Julian L. Pakay scite author profile

Oxidative stress and mitochondrial dysfunction are associated with disease and aging. Oxidative stress results from overproduction of reactive oxygen species (ROS), often leading to peroxidation of membrane phospholipids and production of reactive aldehydes, particularly 4-hydroxy-2-nonenal. Mild uncoupling of oxidative phosphorylation protects by decreasing mitochondrial ROS production. We find that hydroxynonenal and structurally related compounds (such as trans-retinoic acid, trans-retinal and other 2-alkenals) specifically induce uncoupling of mitochondria through the uncoupling proteins UCP1, UCP2 and UCP3 and the adenine nucleotide translocase (ANT).
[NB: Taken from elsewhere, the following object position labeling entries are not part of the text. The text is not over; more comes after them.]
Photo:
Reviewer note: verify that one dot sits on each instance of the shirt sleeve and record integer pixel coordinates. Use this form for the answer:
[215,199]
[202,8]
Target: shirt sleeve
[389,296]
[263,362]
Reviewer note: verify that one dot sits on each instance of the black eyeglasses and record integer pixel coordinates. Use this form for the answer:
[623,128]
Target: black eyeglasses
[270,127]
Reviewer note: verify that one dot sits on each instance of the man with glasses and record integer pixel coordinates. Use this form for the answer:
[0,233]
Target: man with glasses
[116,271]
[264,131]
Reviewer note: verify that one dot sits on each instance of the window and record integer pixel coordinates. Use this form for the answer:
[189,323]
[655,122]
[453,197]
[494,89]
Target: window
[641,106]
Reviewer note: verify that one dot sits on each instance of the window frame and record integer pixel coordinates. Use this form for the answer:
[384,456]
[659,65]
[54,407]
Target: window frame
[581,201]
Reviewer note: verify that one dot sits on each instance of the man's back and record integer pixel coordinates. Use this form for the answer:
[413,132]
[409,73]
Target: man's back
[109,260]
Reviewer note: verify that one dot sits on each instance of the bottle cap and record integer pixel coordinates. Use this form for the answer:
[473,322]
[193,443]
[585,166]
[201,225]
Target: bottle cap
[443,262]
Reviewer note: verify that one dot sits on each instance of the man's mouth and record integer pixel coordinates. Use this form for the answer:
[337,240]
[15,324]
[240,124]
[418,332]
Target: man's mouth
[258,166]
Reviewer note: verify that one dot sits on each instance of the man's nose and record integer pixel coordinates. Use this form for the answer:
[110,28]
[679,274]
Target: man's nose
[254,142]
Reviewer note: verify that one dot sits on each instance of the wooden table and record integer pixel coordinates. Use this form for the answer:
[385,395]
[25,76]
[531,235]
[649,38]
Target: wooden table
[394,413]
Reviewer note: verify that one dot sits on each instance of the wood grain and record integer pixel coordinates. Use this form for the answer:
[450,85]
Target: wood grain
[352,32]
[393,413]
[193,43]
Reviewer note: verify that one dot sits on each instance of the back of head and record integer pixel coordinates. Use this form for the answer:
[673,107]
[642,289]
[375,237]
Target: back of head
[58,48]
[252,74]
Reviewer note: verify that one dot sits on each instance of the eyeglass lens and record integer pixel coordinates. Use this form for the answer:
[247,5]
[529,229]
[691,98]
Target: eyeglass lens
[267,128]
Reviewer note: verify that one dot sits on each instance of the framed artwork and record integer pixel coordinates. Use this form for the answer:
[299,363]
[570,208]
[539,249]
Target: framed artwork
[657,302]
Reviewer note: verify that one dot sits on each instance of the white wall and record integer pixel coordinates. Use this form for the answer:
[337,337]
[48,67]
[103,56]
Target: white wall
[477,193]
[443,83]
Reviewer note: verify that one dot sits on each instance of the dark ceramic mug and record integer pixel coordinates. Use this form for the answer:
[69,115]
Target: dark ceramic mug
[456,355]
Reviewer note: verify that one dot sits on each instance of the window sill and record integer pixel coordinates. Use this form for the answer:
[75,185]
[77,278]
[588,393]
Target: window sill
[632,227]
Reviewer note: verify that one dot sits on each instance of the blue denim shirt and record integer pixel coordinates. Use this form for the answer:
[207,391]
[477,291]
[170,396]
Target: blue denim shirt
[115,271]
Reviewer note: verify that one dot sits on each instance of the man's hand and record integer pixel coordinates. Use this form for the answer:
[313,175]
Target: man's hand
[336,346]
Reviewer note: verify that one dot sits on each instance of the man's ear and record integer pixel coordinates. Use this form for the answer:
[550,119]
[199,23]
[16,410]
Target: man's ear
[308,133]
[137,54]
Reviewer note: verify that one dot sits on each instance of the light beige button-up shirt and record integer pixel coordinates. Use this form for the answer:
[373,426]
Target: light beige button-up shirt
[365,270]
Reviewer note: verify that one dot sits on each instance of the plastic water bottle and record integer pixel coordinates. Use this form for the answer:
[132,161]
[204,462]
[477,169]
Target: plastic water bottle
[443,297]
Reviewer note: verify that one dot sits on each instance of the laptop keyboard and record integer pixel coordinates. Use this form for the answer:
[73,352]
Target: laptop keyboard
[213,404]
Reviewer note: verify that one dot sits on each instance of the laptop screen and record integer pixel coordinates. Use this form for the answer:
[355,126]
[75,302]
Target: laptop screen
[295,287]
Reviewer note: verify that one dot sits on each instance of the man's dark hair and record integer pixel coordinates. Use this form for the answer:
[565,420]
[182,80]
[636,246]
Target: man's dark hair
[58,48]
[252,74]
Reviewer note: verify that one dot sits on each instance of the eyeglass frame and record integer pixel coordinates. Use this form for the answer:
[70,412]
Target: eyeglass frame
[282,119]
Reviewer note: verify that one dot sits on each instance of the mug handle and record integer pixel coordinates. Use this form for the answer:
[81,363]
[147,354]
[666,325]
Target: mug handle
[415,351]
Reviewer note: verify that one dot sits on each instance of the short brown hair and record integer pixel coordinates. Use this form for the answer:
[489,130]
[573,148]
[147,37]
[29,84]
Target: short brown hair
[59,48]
Hydroxynonenal-induced uncoupling was inhibited by potent inhibitors of ANT (carboxyatractylate and bongkrekate) and UCP (GDP). The GDP-sensitive proton conductance induced by hydroxynonenal correlated with tissue expression of UCPs, appeared in yeast mitochondria expressing UCP1 and was absent in skeletal muscle mitochondria from UCP3 knockout mice. The carboxyatractylate-sensitive hydroxynonenal stimulation correlated with ANT content in mitochondria from Drosophila melanogaster expressing different amounts of ANT. Our findings indicate that hydroxynonenal is not merely toxic, but may be a biological signal to induce uncoupling through UCPs and ANT and thus decrease mitochondrial ROS production.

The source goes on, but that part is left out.